Bharatnatyam dancer Apeksha, Kathak dancer Vaibhav Kumar Modi and drag queen Patruni Sastry. (Photo | Express)
Bharatnatyam dancer Apeksha, Kathak dancer Vaibhav Kumar Modi and drag queen Patruni Sastry. (Photo | Express)

Queer-iosity for social change

Drag artiste Patruni Sastri and Kathhak dancer Vivek Modi discuss how art gives expression to their queer personalities and liberated them from social restrictions.

HYDERABAD: Expressionist dance performer and drag queen Patruni Sastry and Kathak dancer Vaibhav Kumar Modi recently engaged in an insightful panel discussion at Goethe Zentrum Hyderabad on queer identity, art and social change. The discussion was moderated by Apeksha, a Bharatnatyam dancer and a mental health professional. Here is an excerpt from the discussion: 

Conforming to societal beauty standards

Apeksha: …I’m talking about thick eyebrows, bright lipsticks and a way of dressing up which does not conform to societal beauty standards…"Natyashastra speaks about how a female dancer should be - someone who has a petite figure, rounded butt, well-shaped breasts, young, beautiful, who is attractive. It also says that any female with scarred eyes, is bald, or anyone who is either very tall/ short/ thin/fat or has an irritating voice is not fit to dance." I would like to know your thoughts on the urgency for this to change.

Patruni: I still fidget with the thought of whether I’m fitting into a performance or what am I presenting as a performer. When I wanted to dance for the very first time in school, I was asked to play Surpanakha. As a male child, I portrayed the distorted idea of femininity in one or the other way.

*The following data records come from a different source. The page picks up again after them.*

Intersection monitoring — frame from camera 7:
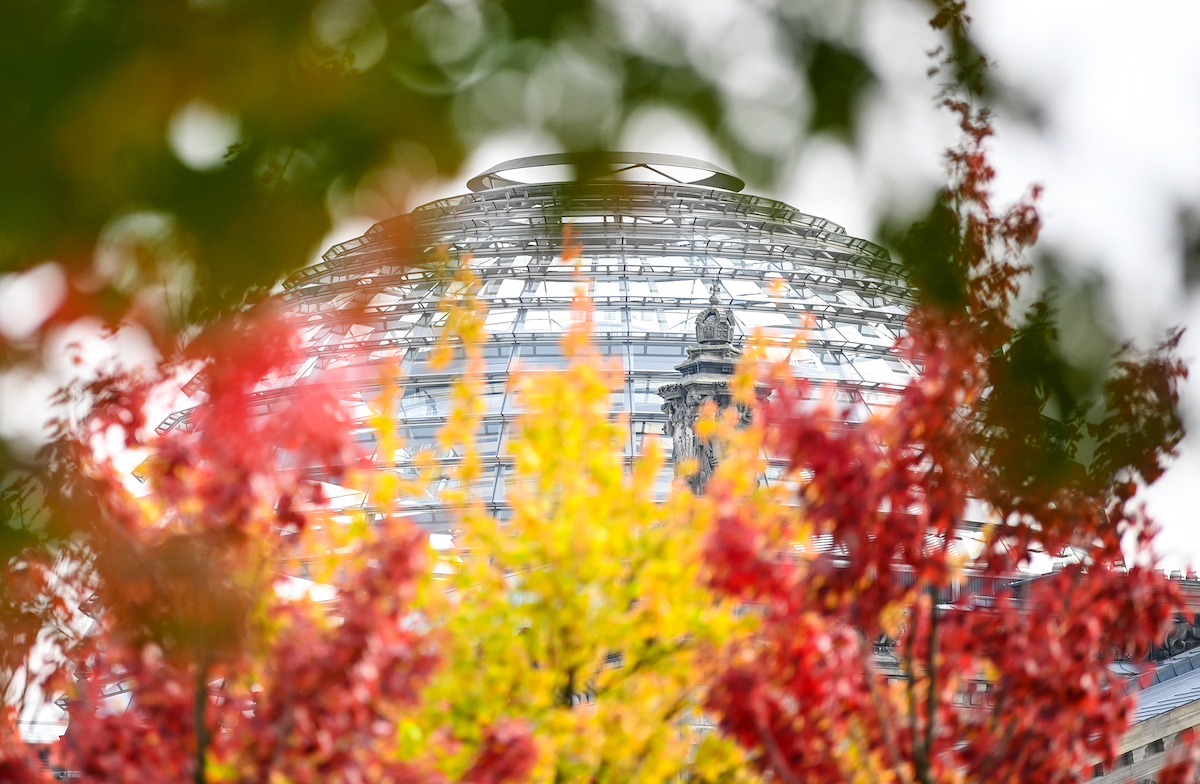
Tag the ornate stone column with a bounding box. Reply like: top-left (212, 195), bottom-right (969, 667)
top-left (659, 282), bottom-right (768, 495)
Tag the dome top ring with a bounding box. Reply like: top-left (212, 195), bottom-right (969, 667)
top-left (467, 152), bottom-right (745, 193)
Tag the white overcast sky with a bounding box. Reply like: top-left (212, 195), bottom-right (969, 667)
top-left (436, 0), bottom-right (1200, 568)
top-left (0, 0), bottom-right (1200, 568)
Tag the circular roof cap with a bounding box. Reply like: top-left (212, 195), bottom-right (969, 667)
top-left (467, 152), bottom-right (746, 193)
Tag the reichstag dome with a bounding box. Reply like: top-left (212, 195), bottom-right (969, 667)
top-left (263, 154), bottom-right (913, 533)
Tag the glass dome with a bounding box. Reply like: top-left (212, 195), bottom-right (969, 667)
top-left (187, 154), bottom-right (913, 533)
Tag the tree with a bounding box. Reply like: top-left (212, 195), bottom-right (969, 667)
top-left (388, 264), bottom-right (750, 784)
top-left (0, 4), bottom-right (1192, 784)
top-left (707, 10), bottom-right (1194, 784)
top-left (5, 302), bottom-right (533, 784)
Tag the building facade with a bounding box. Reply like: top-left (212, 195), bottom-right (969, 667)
top-left (199, 154), bottom-right (913, 533)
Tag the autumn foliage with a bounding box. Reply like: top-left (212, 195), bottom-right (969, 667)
top-left (0, 4), bottom-right (1196, 784)
top-left (707, 82), bottom-right (1190, 784)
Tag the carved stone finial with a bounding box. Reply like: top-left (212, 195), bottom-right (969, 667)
top-left (696, 282), bottom-right (734, 346)
top-left (659, 281), bottom-right (769, 493)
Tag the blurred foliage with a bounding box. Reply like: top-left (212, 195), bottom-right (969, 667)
top-left (0, 0), bottom-right (912, 327)
top-left (400, 270), bottom-right (760, 784)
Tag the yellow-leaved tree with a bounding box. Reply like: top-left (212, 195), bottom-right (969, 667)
top-left (400, 261), bottom-right (754, 784)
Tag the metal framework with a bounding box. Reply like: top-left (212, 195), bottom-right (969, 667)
top-left (162, 154), bottom-right (913, 532)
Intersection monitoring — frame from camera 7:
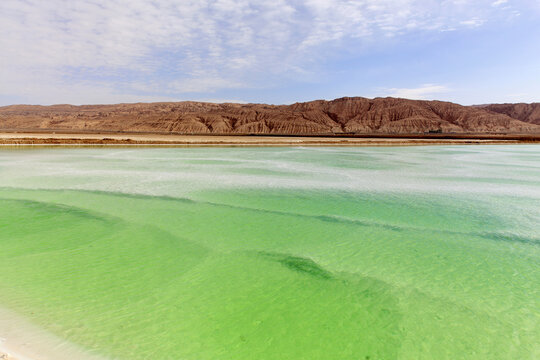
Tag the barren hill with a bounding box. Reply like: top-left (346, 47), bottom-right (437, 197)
top-left (484, 103), bottom-right (540, 125)
top-left (0, 97), bottom-right (540, 135)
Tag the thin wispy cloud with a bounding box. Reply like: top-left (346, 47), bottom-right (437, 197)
top-left (0, 0), bottom-right (536, 102)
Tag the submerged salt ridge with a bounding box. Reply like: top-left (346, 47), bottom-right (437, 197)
top-left (0, 146), bottom-right (540, 359)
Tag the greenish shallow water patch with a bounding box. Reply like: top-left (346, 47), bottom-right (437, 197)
top-left (0, 148), bottom-right (540, 359)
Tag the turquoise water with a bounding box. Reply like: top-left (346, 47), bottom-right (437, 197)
top-left (0, 145), bottom-right (540, 360)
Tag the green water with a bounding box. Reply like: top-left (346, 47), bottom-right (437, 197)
top-left (0, 145), bottom-right (540, 360)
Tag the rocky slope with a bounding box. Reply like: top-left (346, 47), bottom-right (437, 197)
top-left (0, 97), bottom-right (540, 135)
top-left (483, 103), bottom-right (540, 125)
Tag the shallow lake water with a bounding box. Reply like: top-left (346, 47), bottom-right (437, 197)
top-left (0, 145), bottom-right (540, 360)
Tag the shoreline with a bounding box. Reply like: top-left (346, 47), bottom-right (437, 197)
top-left (0, 306), bottom-right (105, 360)
top-left (0, 132), bottom-right (540, 147)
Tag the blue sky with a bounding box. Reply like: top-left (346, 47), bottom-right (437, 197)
top-left (0, 0), bottom-right (540, 105)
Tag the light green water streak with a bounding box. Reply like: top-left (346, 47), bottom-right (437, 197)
top-left (0, 146), bottom-right (540, 359)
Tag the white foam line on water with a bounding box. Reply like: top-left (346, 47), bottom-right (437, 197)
top-left (0, 307), bottom-right (107, 360)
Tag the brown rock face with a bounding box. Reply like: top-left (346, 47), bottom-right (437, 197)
top-left (484, 103), bottom-right (540, 125)
top-left (0, 97), bottom-right (540, 135)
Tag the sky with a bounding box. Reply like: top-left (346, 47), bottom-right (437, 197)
top-left (0, 0), bottom-right (540, 105)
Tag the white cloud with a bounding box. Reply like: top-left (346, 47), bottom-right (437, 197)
top-left (491, 0), bottom-right (508, 6)
top-left (384, 84), bottom-right (450, 100)
top-left (0, 0), bottom-right (528, 102)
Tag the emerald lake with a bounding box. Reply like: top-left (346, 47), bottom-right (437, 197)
top-left (0, 145), bottom-right (540, 360)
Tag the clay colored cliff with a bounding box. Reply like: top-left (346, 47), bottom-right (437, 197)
top-left (0, 97), bottom-right (540, 135)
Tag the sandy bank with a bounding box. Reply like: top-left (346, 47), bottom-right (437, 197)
top-left (0, 307), bottom-right (105, 360)
top-left (0, 133), bottom-right (540, 146)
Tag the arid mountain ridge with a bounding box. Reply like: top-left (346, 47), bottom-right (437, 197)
top-left (0, 97), bottom-right (540, 135)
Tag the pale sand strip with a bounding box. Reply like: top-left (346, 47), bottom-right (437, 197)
top-left (0, 307), bottom-right (105, 360)
top-left (0, 133), bottom-right (536, 146)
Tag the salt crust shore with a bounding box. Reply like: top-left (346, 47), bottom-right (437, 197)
top-left (0, 308), bottom-right (106, 360)
top-left (0, 132), bottom-right (540, 146)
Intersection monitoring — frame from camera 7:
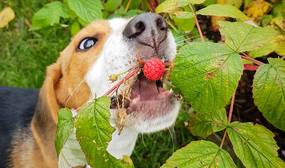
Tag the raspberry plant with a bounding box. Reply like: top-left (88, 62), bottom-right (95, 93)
top-left (32, 0), bottom-right (285, 168)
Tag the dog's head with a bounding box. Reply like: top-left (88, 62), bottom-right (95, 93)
top-left (41, 13), bottom-right (180, 158)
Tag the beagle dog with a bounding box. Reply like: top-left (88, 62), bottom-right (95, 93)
top-left (0, 13), bottom-right (180, 168)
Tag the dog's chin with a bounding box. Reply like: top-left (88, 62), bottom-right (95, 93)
top-left (109, 76), bottom-right (180, 133)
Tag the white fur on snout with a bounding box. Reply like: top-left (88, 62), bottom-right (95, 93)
top-left (86, 18), bottom-right (136, 98)
top-left (85, 18), bottom-right (180, 159)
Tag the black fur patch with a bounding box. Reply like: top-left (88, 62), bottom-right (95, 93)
top-left (0, 87), bottom-right (38, 168)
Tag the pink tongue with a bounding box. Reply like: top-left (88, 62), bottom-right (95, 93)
top-left (131, 78), bottom-right (159, 100)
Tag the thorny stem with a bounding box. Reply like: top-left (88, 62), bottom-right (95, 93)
top-left (241, 53), bottom-right (264, 66)
top-left (189, 4), bottom-right (205, 42)
top-left (220, 90), bottom-right (236, 148)
top-left (104, 67), bottom-right (141, 96)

Having said that, features are a part of any kind of art form. It may be dance or drag. When it comes to core dance forms, like classical dance, for a long time now has been going through a condition of how the dancers’ bodies are presented on stage. When I was trying to shift from Bharatanatyam to drag, I deliberately had a choice of ensuring that I’m not carrying this particular lineage from here to there. For me, I was always this disruptive and I feel that I don’t need to wear makeup because I’m born beautiful. The only thing why I want to use a kind of makeup is to give an imagery of me, something which is alienated and uncommon in society and disrupts their idea of perfection, leading people to confusion so that they see a new beauty, a new definition of beauty. 

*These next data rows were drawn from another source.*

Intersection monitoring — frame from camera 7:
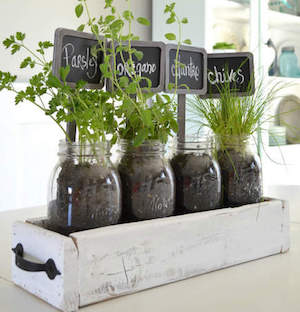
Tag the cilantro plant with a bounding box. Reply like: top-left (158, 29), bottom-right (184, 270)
top-left (75, 0), bottom-right (190, 146)
top-left (0, 32), bottom-right (117, 144)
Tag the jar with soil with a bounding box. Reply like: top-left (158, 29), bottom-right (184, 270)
top-left (48, 141), bottom-right (122, 235)
top-left (217, 136), bottom-right (262, 207)
top-left (171, 138), bottom-right (221, 214)
top-left (118, 140), bottom-right (175, 222)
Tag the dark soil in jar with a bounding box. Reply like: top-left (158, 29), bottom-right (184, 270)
top-left (48, 161), bottom-right (121, 235)
top-left (218, 149), bottom-right (262, 207)
top-left (171, 153), bottom-right (221, 214)
top-left (118, 154), bottom-right (175, 222)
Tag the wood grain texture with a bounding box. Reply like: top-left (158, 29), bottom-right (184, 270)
top-left (12, 222), bottom-right (79, 312)
top-left (12, 199), bottom-right (290, 312)
top-left (71, 200), bottom-right (289, 306)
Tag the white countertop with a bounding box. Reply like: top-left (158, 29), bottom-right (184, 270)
top-left (0, 207), bottom-right (300, 312)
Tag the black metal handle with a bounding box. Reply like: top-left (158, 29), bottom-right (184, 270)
top-left (12, 243), bottom-right (61, 280)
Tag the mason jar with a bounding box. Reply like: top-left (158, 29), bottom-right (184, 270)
top-left (48, 141), bottom-right (122, 235)
top-left (171, 138), bottom-right (221, 214)
top-left (217, 136), bottom-right (262, 207)
top-left (118, 140), bottom-right (175, 222)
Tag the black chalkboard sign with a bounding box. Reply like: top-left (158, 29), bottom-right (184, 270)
top-left (205, 52), bottom-right (255, 98)
top-left (53, 28), bottom-right (103, 89)
top-left (107, 41), bottom-right (165, 92)
top-left (165, 44), bottom-right (207, 94)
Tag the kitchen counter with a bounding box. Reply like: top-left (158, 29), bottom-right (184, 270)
top-left (0, 202), bottom-right (300, 312)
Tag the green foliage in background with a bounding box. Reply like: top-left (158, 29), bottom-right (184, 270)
top-left (75, 0), bottom-right (190, 146)
top-left (0, 32), bottom-right (117, 144)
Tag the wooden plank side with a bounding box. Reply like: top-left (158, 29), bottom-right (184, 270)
top-left (71, 200), bottom-right (289, 306)
top-left (12, 222), bottom-right (79, 312)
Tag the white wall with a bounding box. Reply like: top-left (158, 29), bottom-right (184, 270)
top-left (0, 0), bottom-right (152, 211)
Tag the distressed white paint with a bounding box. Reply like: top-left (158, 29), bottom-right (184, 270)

Vaibhav: When I was reading my Kathak books there were things like the female dancer has to be like this. There’s no mention of a male dancer. By the way, the books only talk about how female dancers should look on the stage. Does that mean that the males don’t have expression? Does that mean that males are not capable of art? Does that mean that we cannot, by society’s standards, look good? So these are the questions that you may want to ask before just lightly reading into something, especially now that the standards of beauty have changed. What might be beautiful yesterday may not be beautiful today.

Is art liberating? 

Patruni: There’s this wonderful thing in dance, lokadharmi and natyadharmi, where you become an actor or a performer. There is a divide between the audience and the artiste. There is a space where you are alienating yourself from your Sthaai Bhava, body and trying to create a different idea or perspective or a character that you are trying to play. 

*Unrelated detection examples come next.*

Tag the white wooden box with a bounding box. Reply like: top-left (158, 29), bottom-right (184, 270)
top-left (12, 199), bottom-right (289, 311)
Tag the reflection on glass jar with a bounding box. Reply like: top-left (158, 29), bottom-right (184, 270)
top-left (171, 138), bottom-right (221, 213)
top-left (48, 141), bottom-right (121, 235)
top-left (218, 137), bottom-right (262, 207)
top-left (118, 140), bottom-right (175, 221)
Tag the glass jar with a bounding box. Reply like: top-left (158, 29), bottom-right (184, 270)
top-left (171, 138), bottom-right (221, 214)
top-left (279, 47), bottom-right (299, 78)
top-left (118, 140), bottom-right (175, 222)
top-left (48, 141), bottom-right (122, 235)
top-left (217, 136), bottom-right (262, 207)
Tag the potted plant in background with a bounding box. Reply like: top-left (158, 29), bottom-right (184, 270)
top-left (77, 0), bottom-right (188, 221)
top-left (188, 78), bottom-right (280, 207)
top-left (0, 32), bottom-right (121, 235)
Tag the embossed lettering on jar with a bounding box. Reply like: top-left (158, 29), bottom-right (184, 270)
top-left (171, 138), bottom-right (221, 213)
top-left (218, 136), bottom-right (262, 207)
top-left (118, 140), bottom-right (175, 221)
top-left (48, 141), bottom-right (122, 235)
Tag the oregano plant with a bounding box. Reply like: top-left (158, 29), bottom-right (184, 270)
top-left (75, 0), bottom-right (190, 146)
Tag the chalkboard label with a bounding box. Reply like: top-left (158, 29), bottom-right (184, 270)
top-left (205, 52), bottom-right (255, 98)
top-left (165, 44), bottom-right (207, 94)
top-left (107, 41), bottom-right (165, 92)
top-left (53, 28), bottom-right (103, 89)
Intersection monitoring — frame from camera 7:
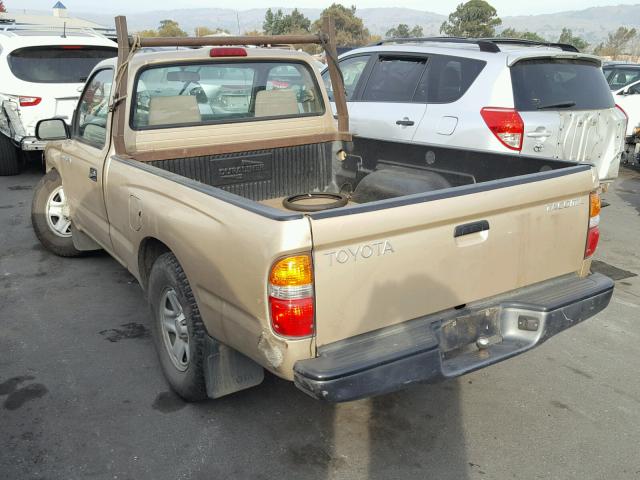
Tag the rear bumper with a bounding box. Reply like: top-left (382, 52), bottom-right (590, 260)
top-left (294, 273), bottom-right (614, 402)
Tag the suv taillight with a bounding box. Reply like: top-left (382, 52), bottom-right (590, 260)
top-left (480, 107), bottom-right (524, 150)
top-left (18, 97), bottom-right (42, 107)
top-left (584, 192), bottom-right (602, 258)
top-left (269, 254), bottom-right (314, 337)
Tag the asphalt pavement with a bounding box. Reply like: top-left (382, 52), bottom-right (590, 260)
top-left (0, 169), bottom-right (640, 480)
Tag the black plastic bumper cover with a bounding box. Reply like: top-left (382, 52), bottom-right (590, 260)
top-left (294, 273), bottom-right (614, 402)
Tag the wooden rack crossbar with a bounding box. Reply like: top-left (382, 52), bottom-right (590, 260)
top-left (112, 16), bottom-right (349, 155)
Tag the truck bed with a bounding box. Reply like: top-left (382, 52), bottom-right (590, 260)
top-left (148, 138), bottom-right (576, 215)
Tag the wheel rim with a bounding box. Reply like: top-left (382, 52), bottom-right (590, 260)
top-left (160, 288), bottom-right (189, 372)
top-left (46, 186), bottom-right (71, 238)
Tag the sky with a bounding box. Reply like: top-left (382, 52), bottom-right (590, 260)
top-left (11, 0), bottom-right (640, 16)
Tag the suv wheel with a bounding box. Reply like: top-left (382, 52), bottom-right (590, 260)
top-left (148, 252), bottom-right (207, 401)
top-left (0, 133), bottom-right (20, 176)
top-left (31, 170), bottom-right (82, 257)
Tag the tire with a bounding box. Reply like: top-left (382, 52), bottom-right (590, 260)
top-left (148, 252), bottom-right (207, 402)
top-left (0, 133), bottom-right (20, 177)
top-left (31, 170), bottom-right (82, 257)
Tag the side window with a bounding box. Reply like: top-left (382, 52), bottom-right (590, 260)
top-left (322, 55), bottom-right (370, 102)
top-left (629, 83), bottom-right (640, 95)
top-left (415, 55), bottom-right (486, 103)
top-left (73, 69), bottom-right (113, 148)
top-left (362, 56), bottom-right (427, 102)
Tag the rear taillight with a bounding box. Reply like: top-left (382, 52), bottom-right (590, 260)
top-left (269, 254), bottom-right (314, 337)
top-left (584, 192), bottom-right (602, 258)
top-left (480, 107), bottom-right (524, 150)
top-left (18, 97), bottom-right (42, 107)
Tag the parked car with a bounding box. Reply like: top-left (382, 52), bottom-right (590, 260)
top-left (613, 77), bottom-right (640, 164)
top-left (32, 18), bottom-right (613, 401)
top-left (323, 38), bottom-right (626, 188)
top-left (0, 27), bottom-right (117, 175)
top-left (602, 62), bottom-right (640, 91)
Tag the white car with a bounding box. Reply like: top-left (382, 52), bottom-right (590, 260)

The entire anti-beauty part of drag liberates me from financial burden. Constantly living up to the idea of beauty requires money. However, one thing that I realised is, taking a risk to be able to accommodate your art practice within your own space is liberating in itself. Some way or the other it is also very political, like any art is political. When your voice becomes a part of art, it actually goes ahead and transcends into a space where the people or the audience are taking notes of it, they’re taking something out of it, some experience, and then they kind of channelise it in their own spaces to make a change. 

How does art bring social change? 

Patruni: I am grateful that I am surrounded by people who constantly tell me to change my ideas of what art is. If I were trapped in a Bharatnatyam class for continuous 10-15 years, I couldn’t have had the idea to break the system or come out of it and see the actual world. I would not have learned other things that I did in the meantime like German expressionism and how it transcends into the idea of Uto, a Japanese art form. It gave me a chance to learn multiple theories of art and also multiple theories of practice. I still remember the expressionist movement and how exactly it impacted the world of art at that point in time, followed by the postmodern approach to art. My first few performances on streets and metro stations helped me learn the fact that an art form put in public without any bounty makes more effort of sensitisation than protected and strategised theatrical performances.

Vaibhav: I think the entire idea of art is to draw attention. There’s no artiste without an audience. There’s no audience without artists. Whenever there has been a need for social changes, artists have risen up. Stop us and we will show you how it is. India’s freedom struggle is an example of that. I don’t think there’s any change devoid of art. My experience with societal change is more where I feel that just when you want to express something, there are people listening.

Even if there is just one person listening. I speak for my queer community. I have seen my community being pushed in the heart. I was once performing in a queer club and there was a person from a remote village in Andhra Pradesh, who was not revealing his identity. He, very respectfully told me that ‘we live our confidence through you and that hit me so hard. On the stage when we are performing, we are not only just performing. We are role models. We are people giving inspiration to so many people. That’s why the stage has always been so powerful.